Arenas en el paraíso de Mariela Castro / Armando Añel

En “Antes que anochezca”, la película de Julian Schnabel (Grandview Pictures Production, 2000) basada en la autobiografía del escritor homosexual Reinaldo Arenas, una secuencia resulta fundamental a la hora de interpretar la historia que se cuenta y al personaje que la conduce. Arenas-Bardem (1) sale del hospital enfermo de sida, aborda un auto de alquiler y recorre Manhattan mientras visualiza la insufrible, indeclinable degeneración de La Habana. Las imágenes se suceden, Nueva York es La Habana y nuevamente La Habana es Nueva York, pero la voz del protagonista se encarga de poner al espectador sobre aviso, de centrarlo en el objetivo a seguir: en la capital cubana todo está cerrado. Las tiendas cerradas, los cines cerrados, las farmacias cerradas; la propia vida, encerrándose a sí misma, languidece aguardando una apertura que nunca sobreviene. Hay carteles que explican, sí, el por qué de la situación en cada caso particular. Pero nada resulta creíble. Nada es. Todo excluye. Todo ―menos el irreparable asombro de una nación que maquilla una y otra vez sus propias ruinas― ha muerto. Hasta la propia metáfora.

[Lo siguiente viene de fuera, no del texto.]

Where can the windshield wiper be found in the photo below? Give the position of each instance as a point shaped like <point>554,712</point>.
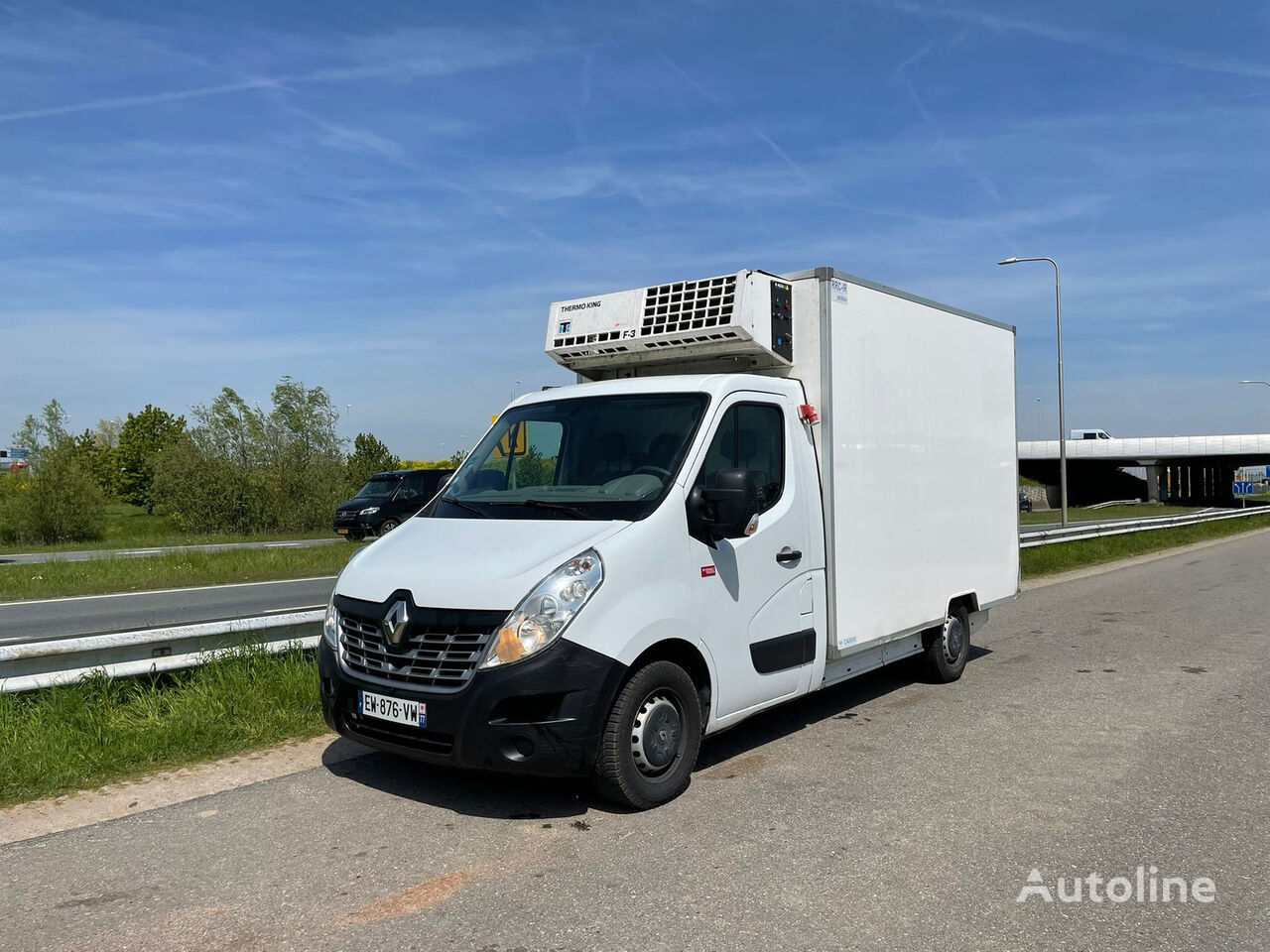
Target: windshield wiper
<point>543,504</point>
<point>461,504</point>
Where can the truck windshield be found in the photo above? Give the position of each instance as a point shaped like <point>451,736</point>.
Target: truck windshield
<point>602,457</point>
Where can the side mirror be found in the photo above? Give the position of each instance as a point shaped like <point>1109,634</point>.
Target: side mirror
<point>725,509</point>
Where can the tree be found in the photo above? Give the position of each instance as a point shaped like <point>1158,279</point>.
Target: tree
<point>368,457</point>
<point>246,470</point>
<point>44,431</point>
<point>62,503</point>
<point>98,460</point>
<point>141,436</point>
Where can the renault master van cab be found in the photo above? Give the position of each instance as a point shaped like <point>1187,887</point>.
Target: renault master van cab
<point>714,521</point>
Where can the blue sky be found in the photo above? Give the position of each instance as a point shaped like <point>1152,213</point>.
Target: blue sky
<point>382,198</point>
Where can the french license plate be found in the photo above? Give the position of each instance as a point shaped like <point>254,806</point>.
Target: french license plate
<point>391,708</point>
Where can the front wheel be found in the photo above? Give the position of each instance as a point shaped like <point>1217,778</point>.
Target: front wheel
<point>652,738</point>
<point>948,649</point>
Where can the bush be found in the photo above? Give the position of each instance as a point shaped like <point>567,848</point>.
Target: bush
<point>60,503</point>
<point>245,471</point>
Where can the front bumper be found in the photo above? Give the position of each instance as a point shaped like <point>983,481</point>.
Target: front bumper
<point>541,716</point>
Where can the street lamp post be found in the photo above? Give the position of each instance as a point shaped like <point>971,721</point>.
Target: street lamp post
<point>1062,416</point>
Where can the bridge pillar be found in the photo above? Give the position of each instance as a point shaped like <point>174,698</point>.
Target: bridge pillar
<point>1225,488</point>
<point>1153,476</point>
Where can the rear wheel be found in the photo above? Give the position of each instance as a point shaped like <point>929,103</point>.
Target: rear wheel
<point>652,739</point>
<point>948,649</point>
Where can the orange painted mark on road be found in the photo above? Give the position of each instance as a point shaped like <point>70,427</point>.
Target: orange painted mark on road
<point>412,900</point>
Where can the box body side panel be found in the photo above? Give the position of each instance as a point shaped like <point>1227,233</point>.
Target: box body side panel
<point>922,465</point>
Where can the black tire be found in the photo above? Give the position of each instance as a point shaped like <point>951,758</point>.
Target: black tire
<point>652,738</point>
<point>948,648</point>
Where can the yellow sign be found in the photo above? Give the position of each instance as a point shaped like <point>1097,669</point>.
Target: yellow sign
<point>513,442</point>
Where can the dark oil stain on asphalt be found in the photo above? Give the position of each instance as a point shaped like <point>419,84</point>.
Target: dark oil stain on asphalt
<point>90,901</point>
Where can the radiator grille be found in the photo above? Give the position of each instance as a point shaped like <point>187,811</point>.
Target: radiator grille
<point>689,304</point>
<point>440,652</point>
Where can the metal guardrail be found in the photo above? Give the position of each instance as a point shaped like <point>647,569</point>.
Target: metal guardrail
<point>41,664</point>
<point>1119,527</point>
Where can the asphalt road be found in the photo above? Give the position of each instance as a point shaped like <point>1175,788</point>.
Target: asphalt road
<point>1107,722</point>
<point>66,617</point>
<point>90,555</point>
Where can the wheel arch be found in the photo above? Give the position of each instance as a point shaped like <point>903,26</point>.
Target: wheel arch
<point>688,656</point>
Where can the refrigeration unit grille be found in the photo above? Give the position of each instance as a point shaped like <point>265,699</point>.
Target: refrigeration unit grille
<point>689,304</point>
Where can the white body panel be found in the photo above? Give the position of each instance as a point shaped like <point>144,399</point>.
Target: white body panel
<point>915,389</point>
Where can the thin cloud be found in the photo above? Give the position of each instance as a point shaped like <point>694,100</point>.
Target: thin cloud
<point>451,51</point>
<point>1106,42</point>
<point>132,102</point>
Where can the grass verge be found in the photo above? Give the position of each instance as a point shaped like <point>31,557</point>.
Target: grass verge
<point>82,735</point>
<point>1144,511</point>
<point>100,730</point>
<point>131,527</point>
<point>164,571</point>
<point>1066,556</point>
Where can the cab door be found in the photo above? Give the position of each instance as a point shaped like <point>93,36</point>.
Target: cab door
<point>756,592</point>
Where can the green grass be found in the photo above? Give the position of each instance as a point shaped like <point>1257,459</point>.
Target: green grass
<point>1112,512</point>
<point>166,571</point>
<point>131,527</point>
<point>84,735</point>
<point>1066,556</point>
<point>100,730</point>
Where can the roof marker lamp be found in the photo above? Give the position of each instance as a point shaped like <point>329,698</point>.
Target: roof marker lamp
<point>545,612</point>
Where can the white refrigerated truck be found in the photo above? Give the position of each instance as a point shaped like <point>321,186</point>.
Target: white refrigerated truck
<point>721,516</point>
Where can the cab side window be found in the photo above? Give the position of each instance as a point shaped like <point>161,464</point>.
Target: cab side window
<point>749,436</point>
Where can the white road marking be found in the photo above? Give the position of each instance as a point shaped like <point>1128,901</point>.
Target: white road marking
<point>164,592</point>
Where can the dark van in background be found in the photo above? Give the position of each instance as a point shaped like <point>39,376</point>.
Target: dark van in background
<point>386,499</point>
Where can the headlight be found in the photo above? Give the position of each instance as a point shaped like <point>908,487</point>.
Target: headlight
<point>330,624</point>
<point>547,611</point>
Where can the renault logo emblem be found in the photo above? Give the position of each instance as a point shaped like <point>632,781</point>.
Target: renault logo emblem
<point>394,624</point>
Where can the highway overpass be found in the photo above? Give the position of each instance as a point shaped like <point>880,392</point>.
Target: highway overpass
<point>1185,470</point>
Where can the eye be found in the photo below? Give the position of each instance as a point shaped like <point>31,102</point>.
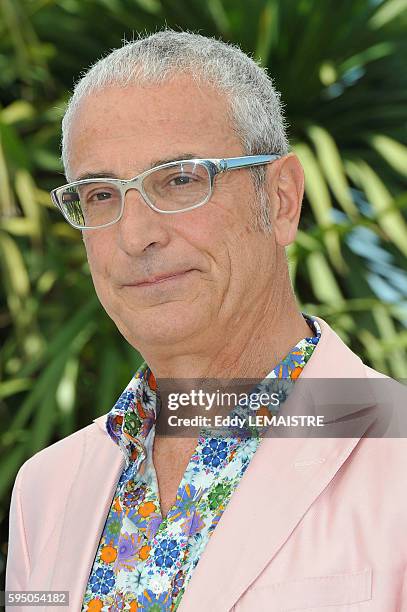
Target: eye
<point>99,196</point>
<point>180,180</point>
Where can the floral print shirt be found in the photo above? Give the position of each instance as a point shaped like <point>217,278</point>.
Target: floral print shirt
<point>144,561</point>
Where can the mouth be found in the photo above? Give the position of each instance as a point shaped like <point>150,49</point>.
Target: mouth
<point>161,279</point>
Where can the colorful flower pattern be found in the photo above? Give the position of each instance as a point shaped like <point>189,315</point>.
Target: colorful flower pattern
<point>144,561</point>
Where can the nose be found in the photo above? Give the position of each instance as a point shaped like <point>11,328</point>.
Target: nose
<point>140,227</point>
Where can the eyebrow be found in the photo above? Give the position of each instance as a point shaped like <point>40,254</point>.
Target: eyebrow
<point>156,162</point>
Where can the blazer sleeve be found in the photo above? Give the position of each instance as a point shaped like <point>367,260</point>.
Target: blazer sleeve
<point>18,562</point>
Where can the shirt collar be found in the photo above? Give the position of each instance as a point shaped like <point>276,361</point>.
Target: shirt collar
<point>135,413</point>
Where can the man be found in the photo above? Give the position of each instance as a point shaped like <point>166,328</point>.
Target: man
<point>189,261</point>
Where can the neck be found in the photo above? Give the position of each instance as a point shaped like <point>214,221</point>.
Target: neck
<point>249,346</point>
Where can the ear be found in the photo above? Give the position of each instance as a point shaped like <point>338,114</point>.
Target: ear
<point>286,184</point>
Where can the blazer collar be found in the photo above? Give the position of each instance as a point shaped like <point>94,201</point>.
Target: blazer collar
<point>285,476</point>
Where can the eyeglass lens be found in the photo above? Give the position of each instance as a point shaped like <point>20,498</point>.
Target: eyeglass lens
<point>171,189</point>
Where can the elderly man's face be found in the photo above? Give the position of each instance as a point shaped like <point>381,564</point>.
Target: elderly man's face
<point>212,253</point>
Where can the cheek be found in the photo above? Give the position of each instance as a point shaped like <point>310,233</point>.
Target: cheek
<point>100,259</point>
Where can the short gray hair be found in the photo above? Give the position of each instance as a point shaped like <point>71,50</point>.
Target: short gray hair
<point>255,108</point>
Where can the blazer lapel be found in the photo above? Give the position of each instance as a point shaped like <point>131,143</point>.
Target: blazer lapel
<point>284,478</point>
<point>91,496</point>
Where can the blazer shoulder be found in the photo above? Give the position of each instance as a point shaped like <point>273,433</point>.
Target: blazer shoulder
<point>65,454</point>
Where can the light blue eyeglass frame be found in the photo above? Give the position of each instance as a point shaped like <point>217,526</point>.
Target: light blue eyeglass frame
<point>213,167</point>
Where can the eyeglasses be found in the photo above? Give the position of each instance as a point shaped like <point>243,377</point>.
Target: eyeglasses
<point>170,188</point>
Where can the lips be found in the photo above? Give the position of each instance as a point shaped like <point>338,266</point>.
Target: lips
<point>158,278</point>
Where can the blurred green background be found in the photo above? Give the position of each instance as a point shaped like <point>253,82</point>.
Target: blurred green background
<point>341,69</point>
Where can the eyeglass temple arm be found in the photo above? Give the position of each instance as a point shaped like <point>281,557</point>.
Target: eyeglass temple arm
<point>233,163</point>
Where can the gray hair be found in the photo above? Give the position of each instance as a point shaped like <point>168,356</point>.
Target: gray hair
<point>255,108</point>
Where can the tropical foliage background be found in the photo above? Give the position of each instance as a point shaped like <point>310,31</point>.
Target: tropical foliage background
<point>341,68</point>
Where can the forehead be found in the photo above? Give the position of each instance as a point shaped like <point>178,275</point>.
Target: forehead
<point>123,128</point>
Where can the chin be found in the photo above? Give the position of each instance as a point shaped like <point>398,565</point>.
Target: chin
<point>168,324</point>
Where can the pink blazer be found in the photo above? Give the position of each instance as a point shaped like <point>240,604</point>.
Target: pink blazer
<point>316,524</point>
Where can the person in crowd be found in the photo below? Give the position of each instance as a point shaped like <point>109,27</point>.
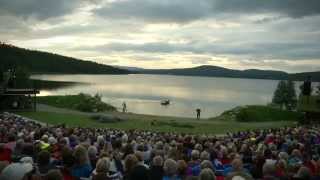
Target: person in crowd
<point>102,170</point>
<point>44,164</point>
<point>82,167</point>
<point>156,169</point>
<point>170,168</point>
<point>207,174</point>
<point>30,150</point>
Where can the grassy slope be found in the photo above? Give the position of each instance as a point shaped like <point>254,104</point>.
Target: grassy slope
<point>67,101</point>
<point>203,126</point>
<point>265,113</point>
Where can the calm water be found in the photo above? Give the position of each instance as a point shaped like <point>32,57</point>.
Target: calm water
<point>143,93</point>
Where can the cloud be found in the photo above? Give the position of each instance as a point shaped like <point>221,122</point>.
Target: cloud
<point>156,11</point>
<point>290,8</point>
<point>183,11</point>
<point>39,9</point>
<point>266,50</point>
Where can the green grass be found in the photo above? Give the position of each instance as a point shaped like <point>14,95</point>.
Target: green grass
<point>255,113</point>
<point>311,103</point>
<point>166,125</point>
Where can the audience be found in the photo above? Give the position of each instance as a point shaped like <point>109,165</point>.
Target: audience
<point>30,150</point>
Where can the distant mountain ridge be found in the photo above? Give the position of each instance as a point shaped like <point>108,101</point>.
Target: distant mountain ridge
<point>216,71</point>
<point>44,62</point>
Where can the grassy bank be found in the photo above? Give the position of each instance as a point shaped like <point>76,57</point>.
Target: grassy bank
<point>154,123</point>
<point>255,113</point>
<point>81,102</point>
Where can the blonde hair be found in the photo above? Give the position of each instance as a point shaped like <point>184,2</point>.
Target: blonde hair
<point>81,155</point>
<point>103,165</point>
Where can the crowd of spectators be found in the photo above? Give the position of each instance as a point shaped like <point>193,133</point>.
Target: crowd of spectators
<point>33,151</point>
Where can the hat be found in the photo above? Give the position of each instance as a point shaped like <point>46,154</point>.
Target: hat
<point>26,160</point>
<point>52,140</point>
<point>16,171</point>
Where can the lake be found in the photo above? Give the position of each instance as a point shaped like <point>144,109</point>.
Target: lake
<point>143,93</point>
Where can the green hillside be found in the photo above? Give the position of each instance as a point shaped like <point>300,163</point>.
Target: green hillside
<point>43,62</point>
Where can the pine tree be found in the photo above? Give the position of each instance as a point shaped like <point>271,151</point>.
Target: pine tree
<point>279,96</point>
<point>285,95</point>
<point>291,99</point>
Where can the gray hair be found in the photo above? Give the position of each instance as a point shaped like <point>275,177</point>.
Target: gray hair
<point>207,174</point>
<point>170,167</point>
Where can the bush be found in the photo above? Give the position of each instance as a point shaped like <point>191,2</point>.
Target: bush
<point>265,113</point>
<point>81,102</point>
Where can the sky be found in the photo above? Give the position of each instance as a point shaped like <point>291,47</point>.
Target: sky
<point>238,34</point>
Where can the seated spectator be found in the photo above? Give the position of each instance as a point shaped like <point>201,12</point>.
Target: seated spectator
<point>156,169</point>
<point>53,175</point>
<point>269,171</point>
<point>170,168</point>
<point>44,165</point>
<point>102,170</point>
<point>16,171</point>
<point>82,167</point>
<point>207,174</point>
<point>238,170</point>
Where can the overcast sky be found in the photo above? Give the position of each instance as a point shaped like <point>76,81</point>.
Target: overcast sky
<point>238,34</point>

El pasaje ilustra el destino de un país y la inoperancia de todo un sistema. La bella isla, la isla de la utopía, de la libertad ―paradójicamente, así se le llamó en su momento―, no es más que la pesadilla tropical de la cerrazón colectiva. Y uno de los ejemplos más ilustrativos de esta metamorfosis ha sido la represión contra los homosexuales. En momentos en que la Izquierda internacional hacía causa con estos últimos, en una época en que llevar el pelo largo y el torso tatuado significaba a escala mundial una suerte de rebeldía contra el orden establecido, en la isla se pelaba al rape a los quinceañeros y se inauguraban campos de concentración (las tristemente célebres UMAP) donde recluir a quienes asumían, sin tapujos o clandestinamente, su sexualidad, o escuchaban una música demasiado estridente o ininteligible. La metáfora de la cerrazón, la metáfora de Reinaldo Arenas, es el anillo en el dedo que se levanta acusador contra lo diferente. En el dedo que excluye.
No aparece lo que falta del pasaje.